До нас, легкомысленных обалдуев, еще не дошло, что началось большое бедствие.

Тем временем вода прибывала и стала кое-где заливать панельные плиты. Что касается нашего бульвара, то он, как и все ленинградские бульвары тех времен, куда более возвышался над уровнем мостовой, нежели нынешние; его края, облицованные мелким булыжником (а не огражденные поребриком), были довольно высоки и круты; он напоминал огородную грядку, только росли на этой грядке не овощи, а большие деревья. Наконец один из мальчишек, сняв ботинки, перебежал к подъезду, остальные последовали его примеру. Вода оказалась не очень холодной, а глубиной была мне пониже колен. Но она продолжала прибывать.

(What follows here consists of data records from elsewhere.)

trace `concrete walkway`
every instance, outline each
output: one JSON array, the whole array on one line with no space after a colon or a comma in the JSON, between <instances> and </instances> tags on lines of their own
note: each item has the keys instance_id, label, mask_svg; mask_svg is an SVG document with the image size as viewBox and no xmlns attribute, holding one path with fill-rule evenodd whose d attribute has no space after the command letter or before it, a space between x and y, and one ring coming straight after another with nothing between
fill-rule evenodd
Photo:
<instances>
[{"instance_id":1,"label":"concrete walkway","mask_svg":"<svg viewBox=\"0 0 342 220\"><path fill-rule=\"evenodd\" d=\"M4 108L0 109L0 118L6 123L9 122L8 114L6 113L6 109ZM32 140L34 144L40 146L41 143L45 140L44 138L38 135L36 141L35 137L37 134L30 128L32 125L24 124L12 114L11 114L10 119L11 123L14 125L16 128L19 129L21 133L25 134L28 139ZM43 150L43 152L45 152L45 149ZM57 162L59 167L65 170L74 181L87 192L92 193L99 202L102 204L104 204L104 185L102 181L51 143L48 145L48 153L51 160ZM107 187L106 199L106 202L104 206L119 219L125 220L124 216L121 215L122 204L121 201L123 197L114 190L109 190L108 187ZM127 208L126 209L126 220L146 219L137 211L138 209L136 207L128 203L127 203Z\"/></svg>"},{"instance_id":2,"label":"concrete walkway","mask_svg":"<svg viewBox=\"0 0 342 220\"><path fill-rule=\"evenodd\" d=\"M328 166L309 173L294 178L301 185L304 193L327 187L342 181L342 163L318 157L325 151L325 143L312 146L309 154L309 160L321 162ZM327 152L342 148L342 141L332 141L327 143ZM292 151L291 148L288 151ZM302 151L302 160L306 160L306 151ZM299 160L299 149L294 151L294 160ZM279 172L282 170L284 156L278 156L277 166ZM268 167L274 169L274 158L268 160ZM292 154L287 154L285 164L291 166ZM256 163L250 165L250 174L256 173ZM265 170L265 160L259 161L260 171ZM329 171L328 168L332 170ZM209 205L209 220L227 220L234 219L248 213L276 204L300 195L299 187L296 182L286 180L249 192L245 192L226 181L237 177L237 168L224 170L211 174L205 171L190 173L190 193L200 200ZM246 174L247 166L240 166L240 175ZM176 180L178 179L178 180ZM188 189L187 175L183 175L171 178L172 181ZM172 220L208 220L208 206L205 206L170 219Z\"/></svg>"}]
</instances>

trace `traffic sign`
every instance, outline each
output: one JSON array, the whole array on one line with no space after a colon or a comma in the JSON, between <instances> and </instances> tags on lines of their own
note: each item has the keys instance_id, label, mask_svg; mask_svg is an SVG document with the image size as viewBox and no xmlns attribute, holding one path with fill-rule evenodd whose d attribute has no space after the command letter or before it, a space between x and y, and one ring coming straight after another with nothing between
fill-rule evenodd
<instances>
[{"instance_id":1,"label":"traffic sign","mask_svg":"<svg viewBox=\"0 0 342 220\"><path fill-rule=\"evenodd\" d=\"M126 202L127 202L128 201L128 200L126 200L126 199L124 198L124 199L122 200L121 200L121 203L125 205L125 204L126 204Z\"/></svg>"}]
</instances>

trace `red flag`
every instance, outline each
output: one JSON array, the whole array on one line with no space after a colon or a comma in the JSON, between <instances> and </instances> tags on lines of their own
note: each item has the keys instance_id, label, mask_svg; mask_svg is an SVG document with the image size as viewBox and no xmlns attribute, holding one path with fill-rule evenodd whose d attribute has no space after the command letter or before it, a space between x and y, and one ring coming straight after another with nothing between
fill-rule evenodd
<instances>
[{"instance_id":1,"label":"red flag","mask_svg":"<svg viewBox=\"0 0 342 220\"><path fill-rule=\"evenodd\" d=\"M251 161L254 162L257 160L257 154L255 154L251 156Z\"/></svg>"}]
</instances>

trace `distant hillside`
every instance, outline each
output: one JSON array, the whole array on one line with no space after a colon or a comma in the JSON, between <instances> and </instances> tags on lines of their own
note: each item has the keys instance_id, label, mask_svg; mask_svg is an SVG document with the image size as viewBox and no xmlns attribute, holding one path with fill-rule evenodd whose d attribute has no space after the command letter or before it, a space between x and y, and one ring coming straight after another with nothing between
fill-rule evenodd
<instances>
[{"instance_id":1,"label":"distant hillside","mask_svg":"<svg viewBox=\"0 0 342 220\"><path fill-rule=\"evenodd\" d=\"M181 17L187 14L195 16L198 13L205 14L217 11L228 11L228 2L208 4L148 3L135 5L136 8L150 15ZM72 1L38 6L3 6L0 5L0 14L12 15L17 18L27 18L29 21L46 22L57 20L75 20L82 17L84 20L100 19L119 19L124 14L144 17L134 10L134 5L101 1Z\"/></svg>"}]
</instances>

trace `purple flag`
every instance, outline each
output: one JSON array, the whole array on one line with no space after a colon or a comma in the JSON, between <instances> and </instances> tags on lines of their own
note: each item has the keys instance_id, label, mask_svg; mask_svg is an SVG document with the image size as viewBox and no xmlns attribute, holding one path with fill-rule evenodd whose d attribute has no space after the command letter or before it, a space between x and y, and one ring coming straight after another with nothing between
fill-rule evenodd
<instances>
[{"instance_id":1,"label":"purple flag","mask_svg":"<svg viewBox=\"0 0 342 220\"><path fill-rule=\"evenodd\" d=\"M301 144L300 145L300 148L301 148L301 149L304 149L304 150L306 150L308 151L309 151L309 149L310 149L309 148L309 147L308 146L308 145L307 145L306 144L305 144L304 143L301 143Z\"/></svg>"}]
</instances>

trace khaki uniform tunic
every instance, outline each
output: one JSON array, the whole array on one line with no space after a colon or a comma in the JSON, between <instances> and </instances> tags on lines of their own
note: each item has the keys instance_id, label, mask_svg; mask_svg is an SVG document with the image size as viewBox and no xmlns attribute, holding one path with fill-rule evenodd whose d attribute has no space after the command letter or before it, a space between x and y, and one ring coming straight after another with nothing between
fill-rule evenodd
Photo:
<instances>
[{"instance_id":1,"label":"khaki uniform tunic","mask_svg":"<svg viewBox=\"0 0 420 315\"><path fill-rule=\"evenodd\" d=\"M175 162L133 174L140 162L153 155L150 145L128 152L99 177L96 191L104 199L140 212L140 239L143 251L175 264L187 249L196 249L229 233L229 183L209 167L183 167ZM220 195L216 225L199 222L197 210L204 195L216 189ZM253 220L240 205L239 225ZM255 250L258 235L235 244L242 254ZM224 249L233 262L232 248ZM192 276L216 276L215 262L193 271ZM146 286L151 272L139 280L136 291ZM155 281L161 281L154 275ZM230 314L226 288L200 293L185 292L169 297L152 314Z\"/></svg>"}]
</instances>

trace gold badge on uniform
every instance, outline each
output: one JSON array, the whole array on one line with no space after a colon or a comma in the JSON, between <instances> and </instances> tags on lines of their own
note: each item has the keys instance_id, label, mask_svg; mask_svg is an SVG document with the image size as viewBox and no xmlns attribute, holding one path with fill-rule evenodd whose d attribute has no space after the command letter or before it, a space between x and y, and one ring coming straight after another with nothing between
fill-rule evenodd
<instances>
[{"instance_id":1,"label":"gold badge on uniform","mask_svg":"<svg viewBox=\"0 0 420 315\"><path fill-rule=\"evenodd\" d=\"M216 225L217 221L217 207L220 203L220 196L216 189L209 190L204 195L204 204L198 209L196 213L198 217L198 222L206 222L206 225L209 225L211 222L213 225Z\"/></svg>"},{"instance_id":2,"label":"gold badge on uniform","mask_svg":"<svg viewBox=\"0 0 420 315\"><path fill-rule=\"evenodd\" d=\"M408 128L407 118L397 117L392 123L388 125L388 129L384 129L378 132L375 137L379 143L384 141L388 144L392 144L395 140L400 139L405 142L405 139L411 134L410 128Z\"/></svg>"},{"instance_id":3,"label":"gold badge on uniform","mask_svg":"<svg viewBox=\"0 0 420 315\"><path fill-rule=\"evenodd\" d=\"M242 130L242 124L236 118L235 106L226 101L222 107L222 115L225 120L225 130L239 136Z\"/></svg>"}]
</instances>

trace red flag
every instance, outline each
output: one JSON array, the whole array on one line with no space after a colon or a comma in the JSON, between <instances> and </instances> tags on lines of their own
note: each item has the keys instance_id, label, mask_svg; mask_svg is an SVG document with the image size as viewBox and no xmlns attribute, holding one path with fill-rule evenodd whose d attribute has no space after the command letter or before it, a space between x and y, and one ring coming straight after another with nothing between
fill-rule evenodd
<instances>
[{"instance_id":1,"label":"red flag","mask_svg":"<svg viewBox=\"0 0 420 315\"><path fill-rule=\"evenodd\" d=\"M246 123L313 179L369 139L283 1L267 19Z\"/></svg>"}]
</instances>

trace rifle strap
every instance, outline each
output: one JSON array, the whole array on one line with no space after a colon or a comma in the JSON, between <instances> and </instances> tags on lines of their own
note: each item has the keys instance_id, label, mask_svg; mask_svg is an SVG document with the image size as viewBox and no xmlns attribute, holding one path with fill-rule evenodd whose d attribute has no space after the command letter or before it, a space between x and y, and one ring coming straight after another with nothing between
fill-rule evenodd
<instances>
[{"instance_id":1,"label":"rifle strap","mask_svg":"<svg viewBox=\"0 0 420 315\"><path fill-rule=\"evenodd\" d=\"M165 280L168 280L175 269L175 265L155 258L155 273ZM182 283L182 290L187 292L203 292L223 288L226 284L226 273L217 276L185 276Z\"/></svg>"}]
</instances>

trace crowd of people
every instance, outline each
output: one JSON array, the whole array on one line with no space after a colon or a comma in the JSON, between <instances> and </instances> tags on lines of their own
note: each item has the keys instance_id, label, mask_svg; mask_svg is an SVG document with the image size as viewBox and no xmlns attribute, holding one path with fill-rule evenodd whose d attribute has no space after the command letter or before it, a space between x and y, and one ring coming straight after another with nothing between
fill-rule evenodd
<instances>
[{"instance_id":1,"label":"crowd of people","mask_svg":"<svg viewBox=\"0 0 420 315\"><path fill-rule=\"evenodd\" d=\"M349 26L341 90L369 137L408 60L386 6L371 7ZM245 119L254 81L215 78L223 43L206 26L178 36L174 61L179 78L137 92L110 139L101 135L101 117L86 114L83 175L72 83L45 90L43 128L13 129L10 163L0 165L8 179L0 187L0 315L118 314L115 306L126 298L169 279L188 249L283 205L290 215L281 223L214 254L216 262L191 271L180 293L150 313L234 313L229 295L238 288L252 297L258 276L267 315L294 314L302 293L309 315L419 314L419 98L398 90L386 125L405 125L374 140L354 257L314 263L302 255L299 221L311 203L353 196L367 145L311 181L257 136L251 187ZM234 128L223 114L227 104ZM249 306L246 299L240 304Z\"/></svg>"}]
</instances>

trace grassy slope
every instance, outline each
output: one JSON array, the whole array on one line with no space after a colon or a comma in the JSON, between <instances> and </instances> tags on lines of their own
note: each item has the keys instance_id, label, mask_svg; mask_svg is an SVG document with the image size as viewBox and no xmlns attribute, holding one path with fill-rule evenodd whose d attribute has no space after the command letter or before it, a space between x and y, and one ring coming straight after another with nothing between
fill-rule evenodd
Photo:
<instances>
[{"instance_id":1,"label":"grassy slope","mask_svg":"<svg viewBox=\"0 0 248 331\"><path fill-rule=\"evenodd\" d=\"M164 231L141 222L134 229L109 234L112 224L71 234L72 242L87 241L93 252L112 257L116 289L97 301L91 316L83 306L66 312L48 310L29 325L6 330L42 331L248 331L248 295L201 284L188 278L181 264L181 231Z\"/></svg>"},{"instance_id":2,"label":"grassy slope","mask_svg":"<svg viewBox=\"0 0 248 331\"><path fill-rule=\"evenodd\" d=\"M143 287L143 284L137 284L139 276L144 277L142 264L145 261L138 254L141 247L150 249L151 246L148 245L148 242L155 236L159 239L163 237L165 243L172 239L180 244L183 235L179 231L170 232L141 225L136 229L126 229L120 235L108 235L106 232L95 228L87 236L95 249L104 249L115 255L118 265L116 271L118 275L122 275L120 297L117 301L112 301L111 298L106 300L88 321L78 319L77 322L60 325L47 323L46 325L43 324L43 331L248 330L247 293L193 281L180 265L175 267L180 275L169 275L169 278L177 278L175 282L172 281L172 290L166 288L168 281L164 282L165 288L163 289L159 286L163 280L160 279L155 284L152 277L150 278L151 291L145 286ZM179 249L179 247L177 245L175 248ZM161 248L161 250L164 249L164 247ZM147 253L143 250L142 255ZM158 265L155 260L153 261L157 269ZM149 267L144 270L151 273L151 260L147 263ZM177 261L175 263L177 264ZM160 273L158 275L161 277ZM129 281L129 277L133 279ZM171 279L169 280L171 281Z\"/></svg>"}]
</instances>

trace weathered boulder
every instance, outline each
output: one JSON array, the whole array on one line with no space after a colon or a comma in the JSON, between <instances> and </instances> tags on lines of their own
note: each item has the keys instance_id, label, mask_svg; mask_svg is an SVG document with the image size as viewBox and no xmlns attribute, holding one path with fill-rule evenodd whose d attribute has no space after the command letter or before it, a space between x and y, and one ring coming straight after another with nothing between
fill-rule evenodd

Далее наводнение я видел уже из окна. Бульвар залило, вода дошла до окон первых этажей, влилась в магазины; дома стали меньше, укоротились. По улице в сторону Среднего плыли поленья, доски, длинные яичные ящики, ящики непонятного назначения, квадратные тюки прессованного сена, яблоки; яблоки запомнились очень даже зримо; до этого я почему-то считал, что они тяжелее воды и должны в ней тонуть. Видел я и лодку; она плыла над мостовой – большая, смоленая, рыбацкого типа; греб мужчина, другой сидел на носовой банке, а на корме сидела женщина в сером макинтоше и рулила веслом.

Обычно по вечерам мы всей семьей, за исключением дяди Кости и его жены, собирались в тети Вериной комнате и часа два-три клеили бумажные мешочки для какого-то продовольственного частного магазина; этот подряд выискала бабушка и очень гордилась своей коммерческой сметливостью, хотя за каждую сотню пакетов платили гроши – и, кажется, даже в буквальном смысле. Помню запах клейстера, шелест старых журналов (материал заказчика), лягушачьи движения ножниц – и неторопливые беседы взрослых о делах текущих и днях минувших. Но в этот день поработать не пришлось: погасло электричество. При елочной свечке мы сидели в этой же комнате; время от времени кто-нибудь подходил к окну и смотрел, не идет ли на убыль вода. Вскоре явились из своих комнат дядя Костя и его жена; дядя высказал догадку, что из-за этого потопа разорится много мелких частников. Затем пришла Елизавета Николаевна (она была у своей знакомой, жившей этажом ниже) и принесла на хвосте ужасную весть: говорят, на Двадцать первой линии дом обвалился, его подмыло. Непонятно было, откуда столь молниеносно дошел до нее этот слух: ведь дальше нашего дома она в этот вечер быть не могла, а телефоны бездействовали. Затем Лакомцева выдвинула тезис, что это наводнение Бог послал людям за то, что они расстреляли Николая Второго. Дядя Костя не без ехидства возразил ей, что до Бога, видно, все доходит, как до жирафа, – он на целых шесть лет запоздал со своим наказанием. Далее дядя сказал, что «лестницу всегда метут сверху», и, будь Николай поумней, его бы не свергли; будь на его месте, скажем, Петр Великий – не случилось бы ни этой несчастной войны, ни революции.